In dealing with so much fraud and some unsavory renter activity on the front lines, Owens said it’s understandable that property managers can become frustrated. He said that it can be disheartening to sign 10 leases in a week only to find out half or more were declined, which impacts leasing agents who work on commission and generally are rewarded only after the resident moves in.
“Assistant managers are getting crushed because they’re not getting their collections bonuses because people aren’t paying rent,” said Owens. “What can we do as an industry, as companies and as leaders to help keep them engaged and motivated? It ultimately impacts our clients — the developers and owners. If you don’t have great people working for you who are motivated and engaged, it’s going to be a problem.”
“We had to implement help from our front office to make sure that the onsite people didn’t feel completely deflated from having to call people and beg for their keys back because they’re still not paying rent,” said Kitts. “People matter. Our employees are always going to come first. We have to do a really good job of loving up on them for the rest of the time that they’re with us for everything that they’ve been through.”
In addition to maintaining morale, the operator needs to make the workplace enjoyable because there is a labor shortage of qualified team members. Owens said that one strategy that RPM Living has implemented is centralizing its talent base, both on the leasing and maintenance sides of the business. He said that the company has one crew centrally located that handles maintenance orders at three communities simultaneously.
“It is something that we’re looking to do because our clients are looking for ways to cut costs and to make deals pencil out better,” said Owens. “It’s our job to help them figure that out. It’s not an easy job to do.”
Kitts said that her firm has had success recruiting and training members on the leasing side but that maintenance workers are more difficult to find because there is shortage of talented, experienced technicians.

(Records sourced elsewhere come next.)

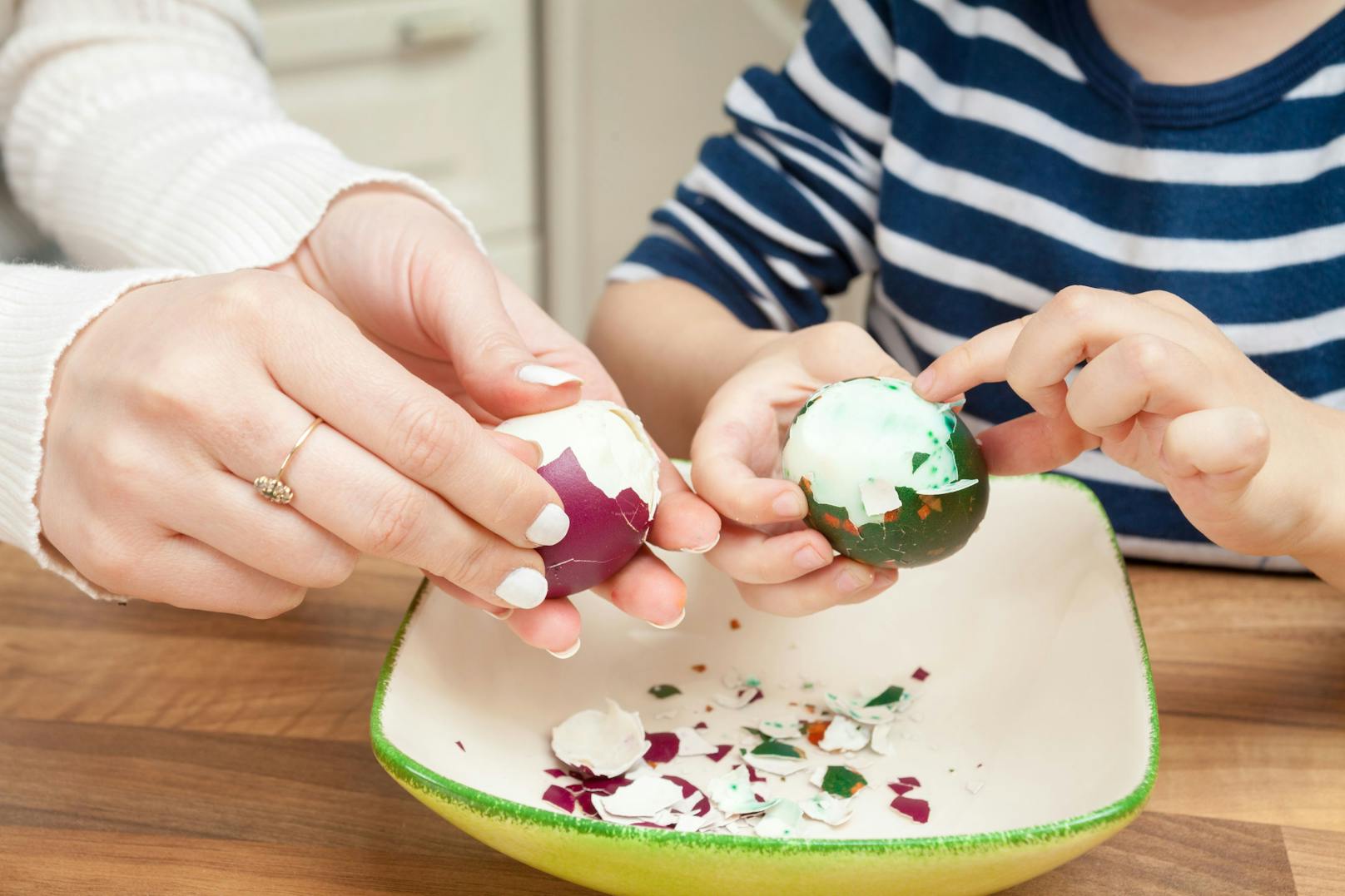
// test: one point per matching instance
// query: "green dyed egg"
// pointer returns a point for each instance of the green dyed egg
(889, 477)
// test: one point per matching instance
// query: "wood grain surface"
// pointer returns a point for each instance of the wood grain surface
(151, 750)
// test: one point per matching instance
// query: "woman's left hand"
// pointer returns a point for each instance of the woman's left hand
(413, 280)
(1168, 394)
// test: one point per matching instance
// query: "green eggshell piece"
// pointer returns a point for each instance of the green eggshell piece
(925, 527)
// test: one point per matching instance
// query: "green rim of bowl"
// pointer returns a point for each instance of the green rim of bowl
(414, 775)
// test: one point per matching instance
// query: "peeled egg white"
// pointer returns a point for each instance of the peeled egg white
(606, 470)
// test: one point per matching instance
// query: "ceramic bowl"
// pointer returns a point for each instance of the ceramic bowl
(1039, 699)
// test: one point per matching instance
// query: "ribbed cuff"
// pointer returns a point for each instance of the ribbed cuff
(257, 196)
(42, 309)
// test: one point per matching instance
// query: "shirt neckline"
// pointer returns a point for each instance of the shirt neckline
(1165, 105)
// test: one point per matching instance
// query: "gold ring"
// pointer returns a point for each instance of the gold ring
(273, 488)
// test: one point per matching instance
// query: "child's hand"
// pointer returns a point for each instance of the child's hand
(1165, 394)
(779, 565)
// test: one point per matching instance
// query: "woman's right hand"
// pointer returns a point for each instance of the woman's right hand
(170, 403)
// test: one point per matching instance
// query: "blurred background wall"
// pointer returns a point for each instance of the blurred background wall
(554, 124)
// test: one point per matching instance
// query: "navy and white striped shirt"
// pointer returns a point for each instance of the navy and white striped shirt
(978, 156)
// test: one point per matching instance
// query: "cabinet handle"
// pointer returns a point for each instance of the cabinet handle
(436, 30)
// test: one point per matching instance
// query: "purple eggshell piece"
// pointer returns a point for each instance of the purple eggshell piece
(604, 532)
(916, 810)
(702, 806)
(663, 747)
(560, 798)
(585, 802)
(606, 786)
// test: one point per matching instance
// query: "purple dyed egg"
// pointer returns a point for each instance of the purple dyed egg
(606, 470)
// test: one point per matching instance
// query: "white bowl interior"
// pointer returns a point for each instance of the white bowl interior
(1037, 691)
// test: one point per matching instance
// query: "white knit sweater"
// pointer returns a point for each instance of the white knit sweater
(141, 136)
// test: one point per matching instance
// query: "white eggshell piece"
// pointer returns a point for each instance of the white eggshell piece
(735, 794)
(781, 819)
(643, 798)
(782, 765)
(782, 728)
(604, 741)
(738, 699)
(844, 734)
(881, 740)
(856, 442)
(692, 745)
(607, 438)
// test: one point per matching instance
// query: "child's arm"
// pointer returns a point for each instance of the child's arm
(1253, 466)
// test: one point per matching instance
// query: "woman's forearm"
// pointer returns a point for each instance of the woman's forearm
(670, 346)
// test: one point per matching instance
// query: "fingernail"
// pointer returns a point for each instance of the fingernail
(549, 527)
(788, 505)
(851, 580)
(569, 651)
(702, 547)
(524, 588)
(809, 557)
(674, 623)
(546, 375)
(926, 381)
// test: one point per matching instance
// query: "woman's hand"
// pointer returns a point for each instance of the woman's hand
(175, 398)
(420, 290)
(777, 564)
(1165, 394)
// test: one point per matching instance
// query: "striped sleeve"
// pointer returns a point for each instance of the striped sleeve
(782, 211)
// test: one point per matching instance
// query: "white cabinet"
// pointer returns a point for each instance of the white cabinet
(444, 89)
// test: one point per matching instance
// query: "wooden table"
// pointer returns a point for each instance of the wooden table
(152, 750)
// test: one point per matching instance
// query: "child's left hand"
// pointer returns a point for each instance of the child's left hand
(1165, 394)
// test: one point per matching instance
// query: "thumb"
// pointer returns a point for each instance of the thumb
(460, 300)
(1215, 451)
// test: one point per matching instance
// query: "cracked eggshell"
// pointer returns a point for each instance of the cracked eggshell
(606, 470)
(600, 741)
(888, 475)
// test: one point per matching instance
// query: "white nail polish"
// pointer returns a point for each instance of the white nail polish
(702, 549)
(674, 623)
(569, 651)
(546, 375)
(549, 527)
(524, 588)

“We have always struggled with maintenance, and so we are seeing payroll completely out of whack,” said Kitts, pointing out that maintenance workers are commanding better pay and more job security as a result. The panelists concurred that they’re seeing 20-year highs for wages across the board.
“In one sense, I’m glad that they know their value,” continued Kitts. “Maybe in the past we should have been paying a little bit more for some of these jobs because of how difficult the jobs are. We have to hire people with very basic skill sets and train them as a result.”
Northwood Ravin recently established a director of training position. That person’s sole job is to train incoming and existing technicians and have them earn as many certifications as possible, said Kitts. She said ground-up training is a critical piece of the puzzle because “the labor pool is empty” for maintenance roles.
The panelists concurred that the apartment industry has largely been able to absorb the higher wages for maintenance and leasing professionals because rent growth has been so robust, especially in the Carolinas. In 2021, asking rental rates grew about 20 percent in Charlotte and Raleigh-Durham year-over-year, according to the latest data from Northmarq.
Panel moderator Teresa Devos, executive vice president of RKW Residential, asked how long rental rates will continue to increase. Eventually rent growth will slow, the panelists agreed, but they don’t see that happening anytime soon because of the limited supply of living options and a sustained high demand.
“All indicators right now are very healthy,” said Moore. “There is still not enough supply.”